Watch

It has been interesting to watch people’s reactions to the Watch these past couple of weeks. Most people seem to have adopted a wait & see stance until the thing comes out, as best seen in this Ben Evans article. This is perfectly logical. The strongest critic has perhaps been Ben Thompson. He seems to think at times that the Watch should be more like the iPod — a focused tightly integrated CE device that leverages the iPhone as the the iPod did iTunes. At other times, he suggests that the Watch can/will be a standalone product that must become a software platform in its own right.

ipod

I would caution against comparing any iOS devices to the iPod. The iPod is a special apple device in one key respect — it was the only device that apple made that was not a platform. It was a self-contained single purpose device that had minimal software. For this reason, it could afford to be a lot more focused and reliant on iTunes for the more complex tasks (eg. creating playlists).

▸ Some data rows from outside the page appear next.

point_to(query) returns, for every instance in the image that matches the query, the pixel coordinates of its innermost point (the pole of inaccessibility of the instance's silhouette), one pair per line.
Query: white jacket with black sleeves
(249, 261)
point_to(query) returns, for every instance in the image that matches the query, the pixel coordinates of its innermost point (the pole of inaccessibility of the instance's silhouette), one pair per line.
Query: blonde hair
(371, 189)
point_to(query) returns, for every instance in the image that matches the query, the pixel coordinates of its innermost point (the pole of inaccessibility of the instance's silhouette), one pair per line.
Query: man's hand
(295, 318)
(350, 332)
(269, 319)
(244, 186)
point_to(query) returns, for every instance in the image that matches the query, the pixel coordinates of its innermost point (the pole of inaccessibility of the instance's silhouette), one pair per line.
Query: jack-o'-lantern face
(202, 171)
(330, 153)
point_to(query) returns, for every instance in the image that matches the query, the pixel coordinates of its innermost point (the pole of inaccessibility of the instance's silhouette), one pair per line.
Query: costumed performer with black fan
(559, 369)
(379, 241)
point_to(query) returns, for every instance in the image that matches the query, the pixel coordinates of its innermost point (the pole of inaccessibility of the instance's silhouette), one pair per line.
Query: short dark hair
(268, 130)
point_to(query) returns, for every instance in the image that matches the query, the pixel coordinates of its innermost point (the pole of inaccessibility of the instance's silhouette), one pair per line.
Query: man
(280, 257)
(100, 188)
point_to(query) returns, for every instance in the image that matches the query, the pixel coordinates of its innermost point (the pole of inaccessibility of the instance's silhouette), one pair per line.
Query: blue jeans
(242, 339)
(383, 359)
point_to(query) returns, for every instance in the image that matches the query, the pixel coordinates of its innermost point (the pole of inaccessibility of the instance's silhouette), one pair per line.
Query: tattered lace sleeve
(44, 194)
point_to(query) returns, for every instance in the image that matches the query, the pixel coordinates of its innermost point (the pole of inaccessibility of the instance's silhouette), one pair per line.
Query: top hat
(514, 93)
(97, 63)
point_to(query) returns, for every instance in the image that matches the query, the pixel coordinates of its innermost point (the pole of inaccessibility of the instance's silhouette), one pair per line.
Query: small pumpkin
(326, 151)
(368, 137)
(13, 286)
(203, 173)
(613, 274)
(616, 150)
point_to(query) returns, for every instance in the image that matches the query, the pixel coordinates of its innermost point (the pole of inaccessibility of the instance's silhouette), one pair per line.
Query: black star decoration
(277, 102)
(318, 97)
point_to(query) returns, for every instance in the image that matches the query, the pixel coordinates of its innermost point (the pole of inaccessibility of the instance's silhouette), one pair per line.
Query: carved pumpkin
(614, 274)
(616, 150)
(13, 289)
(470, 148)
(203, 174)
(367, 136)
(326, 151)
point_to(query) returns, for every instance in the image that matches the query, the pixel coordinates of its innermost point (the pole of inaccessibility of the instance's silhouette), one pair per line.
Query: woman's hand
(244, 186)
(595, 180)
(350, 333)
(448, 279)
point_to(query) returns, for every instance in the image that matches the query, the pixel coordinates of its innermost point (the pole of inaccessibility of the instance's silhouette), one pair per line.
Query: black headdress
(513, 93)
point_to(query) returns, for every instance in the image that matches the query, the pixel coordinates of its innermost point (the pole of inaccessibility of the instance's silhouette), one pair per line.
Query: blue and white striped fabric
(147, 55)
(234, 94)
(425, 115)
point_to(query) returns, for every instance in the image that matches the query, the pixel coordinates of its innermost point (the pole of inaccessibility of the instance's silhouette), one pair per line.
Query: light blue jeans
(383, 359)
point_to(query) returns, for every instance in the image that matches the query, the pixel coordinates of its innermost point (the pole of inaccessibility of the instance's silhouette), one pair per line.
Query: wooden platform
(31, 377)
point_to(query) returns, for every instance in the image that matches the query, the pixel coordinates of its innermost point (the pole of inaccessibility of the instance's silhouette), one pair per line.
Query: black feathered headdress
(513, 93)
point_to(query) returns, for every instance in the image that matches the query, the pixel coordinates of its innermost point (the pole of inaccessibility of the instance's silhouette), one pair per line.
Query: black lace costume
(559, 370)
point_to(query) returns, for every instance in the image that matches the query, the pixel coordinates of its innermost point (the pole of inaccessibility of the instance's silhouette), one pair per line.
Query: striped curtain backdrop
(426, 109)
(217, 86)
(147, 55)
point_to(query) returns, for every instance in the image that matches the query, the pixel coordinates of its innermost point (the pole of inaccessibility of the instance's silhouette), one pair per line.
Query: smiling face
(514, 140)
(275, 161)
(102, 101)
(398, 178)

By definition, products that are platforms will seem ill defined in the beginning. This is because they have to be flexible enough to accomodate much more than a few tightly integrated functions. The watch is obviously an extension of the iOS platform, and as such can not afford to be as focused as an iPod. A better comparison is the iPhone itself… except apple has learned from the iPhone. We don’t need to wait to wait 2 years to get an appstore or an SDK or integration with other devices. So why not have these features at 1.0?